Innerhalb der zwölf Wochen werden Beziehungslisten aufgestellt, Fakten über sich selbst gesammelt, berufliche Netzwerke gesponnen und eine Entwicklung angestoßen, die weit darüber hinaus geht. Eine perfekte Mischung aus Praxis und Diskussion. Was genau passiert, sollte jeder für sich selbst ausprobieren.
Aber eines sei versprochen: Es passiert etwas. In meinem Fall führte der erste Circle vordergründig zu einem eigenen Podcast, um dessen Erstellung ich mich zuvor erfolgreich viele Monate herumgewunden hatte. Doch auch mein Netzwerk wurde größer, ich durfte tolle Menschen kennenlernen, mich mit solchen verbinden, die ich vorher noch nicht kannte und Beziehungen zu denen vertiefen, die mir wichtig sind. Und ganz nebenbei ist mein Mindset gewachsen, breiter und offener geworden.
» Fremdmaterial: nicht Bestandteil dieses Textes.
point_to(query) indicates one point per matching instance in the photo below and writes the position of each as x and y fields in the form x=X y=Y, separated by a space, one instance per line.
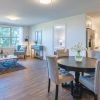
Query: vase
x=78 y=57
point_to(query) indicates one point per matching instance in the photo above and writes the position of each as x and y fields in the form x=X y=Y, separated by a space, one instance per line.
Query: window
x=10 y=36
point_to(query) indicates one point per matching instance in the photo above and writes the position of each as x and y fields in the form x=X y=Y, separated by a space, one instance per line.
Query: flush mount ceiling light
x=12 y=17
x=45 y=1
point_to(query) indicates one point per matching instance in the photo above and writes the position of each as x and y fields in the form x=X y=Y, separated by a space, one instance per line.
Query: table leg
x=77 y=86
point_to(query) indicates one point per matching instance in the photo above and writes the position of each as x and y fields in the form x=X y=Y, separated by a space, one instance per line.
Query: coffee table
x=8 y=60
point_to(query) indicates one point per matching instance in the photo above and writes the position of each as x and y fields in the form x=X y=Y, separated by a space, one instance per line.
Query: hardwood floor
x=31 y=84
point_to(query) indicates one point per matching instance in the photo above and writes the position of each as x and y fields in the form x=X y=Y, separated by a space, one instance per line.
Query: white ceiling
x=31 y=12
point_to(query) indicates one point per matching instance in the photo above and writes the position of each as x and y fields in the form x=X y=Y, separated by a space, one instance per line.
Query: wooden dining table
x=86 y=65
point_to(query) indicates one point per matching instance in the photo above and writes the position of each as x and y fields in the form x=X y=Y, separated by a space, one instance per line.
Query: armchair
x=20 y=50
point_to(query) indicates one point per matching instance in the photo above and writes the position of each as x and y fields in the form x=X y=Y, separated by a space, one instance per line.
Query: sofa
x=20 y=50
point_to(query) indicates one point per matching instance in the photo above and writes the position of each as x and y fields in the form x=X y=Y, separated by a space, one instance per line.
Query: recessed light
x=12 y=17
x=45 y=1
x=59 y=27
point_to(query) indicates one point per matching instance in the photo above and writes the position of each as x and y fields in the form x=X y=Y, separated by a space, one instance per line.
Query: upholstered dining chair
x=54 y=75
x=62 y=52
x=94 y=55
x=93 y=82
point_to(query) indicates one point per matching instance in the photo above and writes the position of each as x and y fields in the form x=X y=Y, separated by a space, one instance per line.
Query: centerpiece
x=78 y=48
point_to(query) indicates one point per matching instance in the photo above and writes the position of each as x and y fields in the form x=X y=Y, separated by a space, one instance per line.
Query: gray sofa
x=20 y=50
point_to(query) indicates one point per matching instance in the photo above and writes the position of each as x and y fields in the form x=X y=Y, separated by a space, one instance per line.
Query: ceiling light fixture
x=45 y=1
x=12 y=17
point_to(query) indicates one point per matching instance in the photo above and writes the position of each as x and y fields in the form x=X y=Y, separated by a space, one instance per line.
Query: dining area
x=80 y=75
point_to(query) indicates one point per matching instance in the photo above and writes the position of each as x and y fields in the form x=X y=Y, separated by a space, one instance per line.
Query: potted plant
x=78 y=48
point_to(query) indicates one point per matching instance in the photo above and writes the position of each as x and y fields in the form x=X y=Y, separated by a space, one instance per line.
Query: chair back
x=62 y=52
x=52 y=68
x=95 y=54
x=97 y=78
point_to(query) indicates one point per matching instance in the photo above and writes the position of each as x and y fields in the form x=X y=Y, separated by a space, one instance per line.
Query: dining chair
x=94 y=55
x=62 y=52
x=54 y=75
x=92 y=82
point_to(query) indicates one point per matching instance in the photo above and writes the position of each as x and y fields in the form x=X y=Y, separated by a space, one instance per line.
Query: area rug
x=10 y=68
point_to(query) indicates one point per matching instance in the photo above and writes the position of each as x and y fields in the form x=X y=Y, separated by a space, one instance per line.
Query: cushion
x=87 y=81
x=18 y=47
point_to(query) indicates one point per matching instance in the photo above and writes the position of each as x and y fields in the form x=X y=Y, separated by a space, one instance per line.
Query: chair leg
x=95 y=97
x=56 y=94
x=49 y=85
x=72 y=88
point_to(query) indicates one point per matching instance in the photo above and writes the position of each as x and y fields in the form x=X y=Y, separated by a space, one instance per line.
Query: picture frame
x=38 y=37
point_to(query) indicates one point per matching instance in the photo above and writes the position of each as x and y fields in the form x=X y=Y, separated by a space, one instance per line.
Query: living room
x=32 y=30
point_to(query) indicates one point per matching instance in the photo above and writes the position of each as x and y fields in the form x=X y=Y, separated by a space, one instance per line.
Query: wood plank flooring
x=31 y=84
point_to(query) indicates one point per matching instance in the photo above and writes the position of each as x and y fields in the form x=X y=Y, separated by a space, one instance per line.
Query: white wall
x=75 y=31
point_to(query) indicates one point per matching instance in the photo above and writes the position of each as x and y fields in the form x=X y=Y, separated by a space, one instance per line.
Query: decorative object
x=37 y=37
x=8 y=67
x=78 y=48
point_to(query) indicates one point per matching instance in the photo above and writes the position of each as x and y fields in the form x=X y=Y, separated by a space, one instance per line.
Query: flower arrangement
x=78 y=47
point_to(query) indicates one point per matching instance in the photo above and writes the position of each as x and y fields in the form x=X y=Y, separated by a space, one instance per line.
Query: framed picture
x=38 y=37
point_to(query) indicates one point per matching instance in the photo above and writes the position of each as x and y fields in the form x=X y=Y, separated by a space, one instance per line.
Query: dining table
x=87 y=65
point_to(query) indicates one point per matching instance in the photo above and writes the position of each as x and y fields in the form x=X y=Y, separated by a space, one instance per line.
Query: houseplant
x=78 y=48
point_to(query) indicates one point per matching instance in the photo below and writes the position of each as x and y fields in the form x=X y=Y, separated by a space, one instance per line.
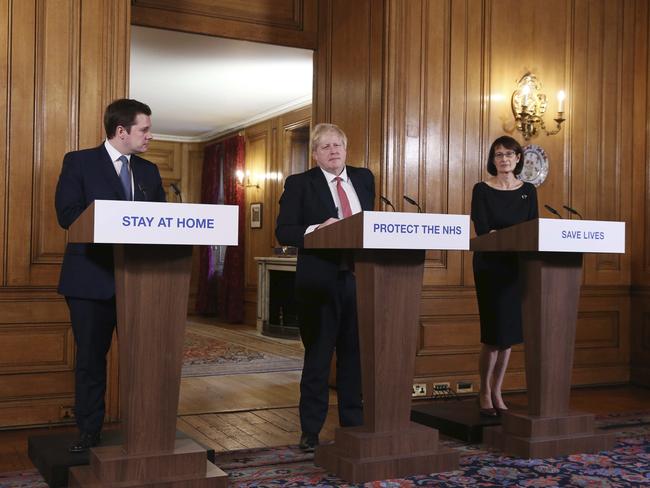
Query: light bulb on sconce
x=529 y=106
x=248 y=180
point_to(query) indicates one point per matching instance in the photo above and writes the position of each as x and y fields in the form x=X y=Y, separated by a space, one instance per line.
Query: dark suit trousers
x=93 y=322
x=336 y=324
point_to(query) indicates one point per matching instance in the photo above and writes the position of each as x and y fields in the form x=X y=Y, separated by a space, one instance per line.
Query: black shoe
x=86 y=441
x=308 y=442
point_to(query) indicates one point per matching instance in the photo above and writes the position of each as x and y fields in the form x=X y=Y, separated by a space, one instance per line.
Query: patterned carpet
x=625 y=466
x=210 y=351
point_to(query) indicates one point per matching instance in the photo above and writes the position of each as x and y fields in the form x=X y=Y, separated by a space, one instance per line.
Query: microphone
x=552 y=210
x=143 y=190
x=177 y=191
x=573 y=211
x=386 y=202
x=413 y=202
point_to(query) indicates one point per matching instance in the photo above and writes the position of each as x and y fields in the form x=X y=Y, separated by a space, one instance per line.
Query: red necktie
x=346 y=210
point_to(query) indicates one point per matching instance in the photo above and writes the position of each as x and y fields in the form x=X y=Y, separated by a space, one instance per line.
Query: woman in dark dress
x=498 y=202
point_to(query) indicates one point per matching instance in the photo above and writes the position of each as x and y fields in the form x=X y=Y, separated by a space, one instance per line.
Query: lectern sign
x=124 y=222
x=398 y=230
x=559 y=235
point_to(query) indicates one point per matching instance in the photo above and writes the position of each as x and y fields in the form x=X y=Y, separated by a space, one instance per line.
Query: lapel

Viele Skills also, die wir alle ziemlich gut gebrauchen können in der heutigen, komplexen Arbeitswelt, die von Unsicherheiten, Unvorhersehbarkeiten, Veränderungen und Digitalisierung geprägt ist und oft als VUCA-Welt bezeichnet wird.
Selbstwirksamkeit und Mut
Das, was Stepper schließlich im Jahr 2015 für alle in einem Buch veröffentlichte, hat eine etwas längere Geschichte. Er beschreibt, wie es ihm selbst 2008 erging, als er, beschäftigt in einer großen Bank, vor einer Restrukturierung stehend durch einen Prozess der Isolation, Abhängigkeit und fehlende Selbstwirksamkeit ging. Er hatte kein tragendes Netzwerk und keine Idee, wie es weitergehen sollte. Doch statt den Kopf in den Sand zu stecken, raffte er sich auf, begann Blogartikel in der Firma zu schreiben, die nach und nach immer mehr Kollegen interessierten. Auf Dauer entstanden so mehr Beziehungen, mehr Wissen und mehr Fokus. Motiviert durch seine eigenen Erfahrungen entwickelte er daraus schließlich ein Konzept und fühlte sich von der Idee des „Working Out Loud“, die der IT-Consultant Bryce Williams 2010 in einem Blogbeitrag mit dem Titel „When will we work out loud?“ veröffentlichte und die Formel Working Out Loud = Observable Work + Narrating Your Work“ ins Leben rief, extrem angesprochen.
Veränderung wagen!
Fragt man Menschen, die Working Out Loud ausprobiert haben, so kommen Aussagen wie „Ich wusste plötzlich, dass ich etwas zu geben habe, das nützlich und wertvoll für andere sein kann“ oder „Irgendwie war es so einfach, etwas Neues zu lernen und sich immer wieder gegenseitig zu motivieren!“
Und mal ehrlich, eine Stunde pro Woche bedeutet nicht mal ein Prozent unserer Zeit. Eine verbesserte, transparente und effektivere Zusammenarbeit ist dies doch allemal wert. Und harmoniert perfekt mit den Materna-Werten „Freiraum organisieren“ und „Substanz zählt“.
„Change can come from everyone and everywhere“, sagt Stepper und fügt hinzu: „There’s beauty and power in the attempt to become more of what you are“!
Der erste Circle bei Materna läuft. Bei Fragen stehen wir gern zur Verfügung
2 Kommentare. Hinterlasse eine Antwort
Hallo,
vielen Dank für diesen Artikel! Auf einem Bibliothekartag durfte ich ein Stückchen mit WOL arbeiten, Ihr Text hat die positive Einführung wieder aktiviert. Vielleicht ist das was für nächstes Jahr. Ihrem Circle wünsche ich viel Erfolg.
Besten Dank! Ich kann nur empfehlen, unbedingt mal einen ganzen Circle zu durchlaufen. Wenn Sie weitere Fragen haben, melden Sie sich einfach.